Zion was born about 10 minutes into the pit stop at the Zip Trip. Mother and baby were spared any major complications, though Zion arrived stressed and covered in meconium, requiring Newton to resuscitate her. She was also susceptible to cold shock due to the outdoor temperatures, but luckily, Oftedahl arrived with a perfectly timed and “invaluable” Star Wars blanket. Paramedics — some recently trained by Newton for field births — also joined the makeshift delivery room within minutes. Shortly after birth, Kayla and Zion were transported via ambulance to North Valley Hospital.

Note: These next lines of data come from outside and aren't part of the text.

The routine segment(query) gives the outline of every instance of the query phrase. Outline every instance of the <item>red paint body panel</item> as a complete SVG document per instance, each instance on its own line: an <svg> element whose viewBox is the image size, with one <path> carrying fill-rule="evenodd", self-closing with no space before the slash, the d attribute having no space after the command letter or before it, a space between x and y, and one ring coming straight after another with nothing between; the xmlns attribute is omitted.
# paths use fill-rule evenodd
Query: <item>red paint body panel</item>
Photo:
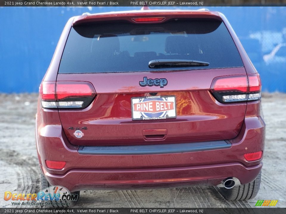
<svg viewBox="0 0 286 214"><path fill-rule="evenodd" d="M163 16L164 15L164 16ZM222 21L237 48L244 67L168 71L58 74L61 58L73 25L98 21L133 21L131 18L209 18ZM138 23L141 24L141 23ZM218 76L256 73L224 16L216 12L152 11L80 16L67 23L43 81L91 83L97 96L86 108L49 110L38 103L36 124L40 164L49 182L70 191L217 185L229 177L242 184L253 181L262 158L246 161L245 153L264 151L265 124L260 101L222 103L210 88ZM168 79L164 88L142 87L144 76ZM160 121L133 121L131 98L149 95L176 97L177 117ZM77 138L71 127L86 127ZM156 137L150 139L150 133ZM81 155L80 146L168 144L223 140L229 148L179 153L142 155ZM61 170L48 169L45 161L64 161Z"/></svg>

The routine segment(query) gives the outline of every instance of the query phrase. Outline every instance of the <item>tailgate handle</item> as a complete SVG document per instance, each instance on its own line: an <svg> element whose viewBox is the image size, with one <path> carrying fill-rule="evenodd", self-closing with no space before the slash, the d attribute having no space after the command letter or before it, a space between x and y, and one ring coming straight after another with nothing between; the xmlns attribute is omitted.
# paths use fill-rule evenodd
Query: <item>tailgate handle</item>
<svg viewBox="0 0 286 214"><path fill-rule="evenodd" d="M165 129L145 129L142 131L143 137L146 140L164 140L167 132Z"/></svg>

“All things considered, it couldn’t have turned out better and we’re so grateful,” said Newton. “I’m so grateful that I have a super great support staff here who don’t even blink when I say ‘grab a birth kit and run!’”

This is the third time Newton has assisted in a field birth. Though everything went smoothly this time, “I don’t want to make a habit of it,” she said.

For Kayla, the adrenaline has given way to shock and gratitude. “You always think ‘what if?’ because you hear it happens,” she said, “...Of course you don’t think it’s going to happen to you.”

A week out, both mother and daughter are doing well. Zion has joined her 4-year-old brother, Zaiden, at home, along with a card of well wishes from the employees of the Zip Trip that Kayla will never look at the same.

“I just laugh every time I drive by,” she said, “that’s a part of my life now.”